The New York Jazz Ensemble is today known only for a single recording it released in 1993 with an amateur clarinetist — Woody Allen, before his downfall. For my money the band is pretty good, and “In the Sweet By’n’By” is one of the best cuts on the album; “What a Friend We Have in Jesus,” a few tracks later, is the other.

There are a few tracks here from different incarnations of the Preservation Hall Jazz Band. The first, from their 1977 survey New Orleans Vol. 1, is a good representation of their gospel ballads; “His Eye is on the Sparrow” dates from 1905 and has been recorded by artists as varied as Lauryn Hill, Jessica Simpson, Mahalia Jackson, and Whitney Houston. It’s essentially the same band, minus a few members, that returns for “Precious Lord,” a knockout track from their 1988 New Orleans Vol. IV album (coincidentally, the first of their albums I ever bought).
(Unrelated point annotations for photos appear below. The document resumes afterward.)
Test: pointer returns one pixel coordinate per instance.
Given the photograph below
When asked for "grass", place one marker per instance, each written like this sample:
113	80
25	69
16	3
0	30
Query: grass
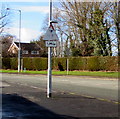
74	73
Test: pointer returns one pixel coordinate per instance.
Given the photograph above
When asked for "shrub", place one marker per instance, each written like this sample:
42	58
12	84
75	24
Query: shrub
93	63
14	63
6	63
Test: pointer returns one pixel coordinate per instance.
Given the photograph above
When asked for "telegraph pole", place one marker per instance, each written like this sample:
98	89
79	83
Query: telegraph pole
49	80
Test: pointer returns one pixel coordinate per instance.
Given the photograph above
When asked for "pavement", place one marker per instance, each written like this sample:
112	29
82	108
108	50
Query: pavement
23	102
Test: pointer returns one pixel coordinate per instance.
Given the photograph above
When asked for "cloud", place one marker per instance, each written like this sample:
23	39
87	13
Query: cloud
43	9
58	0
27	35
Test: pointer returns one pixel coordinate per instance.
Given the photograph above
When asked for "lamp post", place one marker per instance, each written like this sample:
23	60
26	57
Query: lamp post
19	49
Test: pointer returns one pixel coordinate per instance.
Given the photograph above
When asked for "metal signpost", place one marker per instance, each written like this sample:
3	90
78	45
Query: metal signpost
51	41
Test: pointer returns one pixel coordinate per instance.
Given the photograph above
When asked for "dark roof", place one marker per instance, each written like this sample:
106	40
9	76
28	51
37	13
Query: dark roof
28	46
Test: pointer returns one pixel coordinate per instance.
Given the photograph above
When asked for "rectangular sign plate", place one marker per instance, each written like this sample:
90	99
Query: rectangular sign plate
51	43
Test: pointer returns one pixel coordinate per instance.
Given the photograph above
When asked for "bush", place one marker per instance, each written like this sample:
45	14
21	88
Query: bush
6	63
93	63
14	63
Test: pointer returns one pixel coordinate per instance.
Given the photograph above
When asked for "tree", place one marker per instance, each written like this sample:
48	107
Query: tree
87	27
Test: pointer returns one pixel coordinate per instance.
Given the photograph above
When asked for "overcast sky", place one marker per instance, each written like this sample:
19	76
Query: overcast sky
33	15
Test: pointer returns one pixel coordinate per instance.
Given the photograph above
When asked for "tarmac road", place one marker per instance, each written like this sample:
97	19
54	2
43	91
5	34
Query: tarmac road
24	97
104	88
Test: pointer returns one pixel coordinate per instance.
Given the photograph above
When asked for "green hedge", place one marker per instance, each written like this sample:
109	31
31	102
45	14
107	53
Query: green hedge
95	63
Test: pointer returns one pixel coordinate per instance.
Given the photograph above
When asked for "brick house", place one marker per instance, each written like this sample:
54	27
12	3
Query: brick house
27	49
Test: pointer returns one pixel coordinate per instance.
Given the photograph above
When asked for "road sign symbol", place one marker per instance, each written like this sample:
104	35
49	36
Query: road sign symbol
51	43
50	34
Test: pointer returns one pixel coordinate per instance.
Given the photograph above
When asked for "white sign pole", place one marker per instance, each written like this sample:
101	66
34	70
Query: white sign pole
49	80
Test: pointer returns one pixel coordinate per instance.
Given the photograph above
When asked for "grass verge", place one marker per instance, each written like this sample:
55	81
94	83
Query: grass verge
74	73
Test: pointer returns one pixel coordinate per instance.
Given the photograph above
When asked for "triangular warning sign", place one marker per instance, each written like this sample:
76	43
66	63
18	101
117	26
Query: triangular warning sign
50	34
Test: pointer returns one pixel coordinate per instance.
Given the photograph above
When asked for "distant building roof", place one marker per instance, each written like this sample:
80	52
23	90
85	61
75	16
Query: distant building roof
28	46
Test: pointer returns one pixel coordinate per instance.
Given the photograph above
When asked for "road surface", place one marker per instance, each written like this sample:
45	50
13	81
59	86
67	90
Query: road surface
104	88
74	97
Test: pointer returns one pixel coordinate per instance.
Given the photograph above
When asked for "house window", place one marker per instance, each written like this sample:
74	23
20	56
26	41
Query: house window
24	52
35	52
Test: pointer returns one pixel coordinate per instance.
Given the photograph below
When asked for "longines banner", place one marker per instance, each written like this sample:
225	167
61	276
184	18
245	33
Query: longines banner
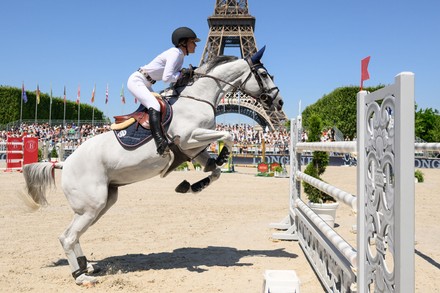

An earlier incarnation of the band, as recorded on 1964’s Sweet Emma and Her Preservation Hall Jazz Band, is recorded only a few years after Pennsylvania-based tuba player Allan Jaffe began to manage the former art gallery in the French Quarter that had become a venue for local jazz musicians; “Sweet Emma” Barrett is on vocals “(Just a) Closer Walk With Thee.” It’s this earliest band that provides our closing rendition of “When the Saints Go Marching In.” Brothers Willie and Percy Humphrey are on all three recordings, spanning 24 years; Willie Humphrey was 88 years old when Vol. IV was recorded and his kid brother Percy was 83.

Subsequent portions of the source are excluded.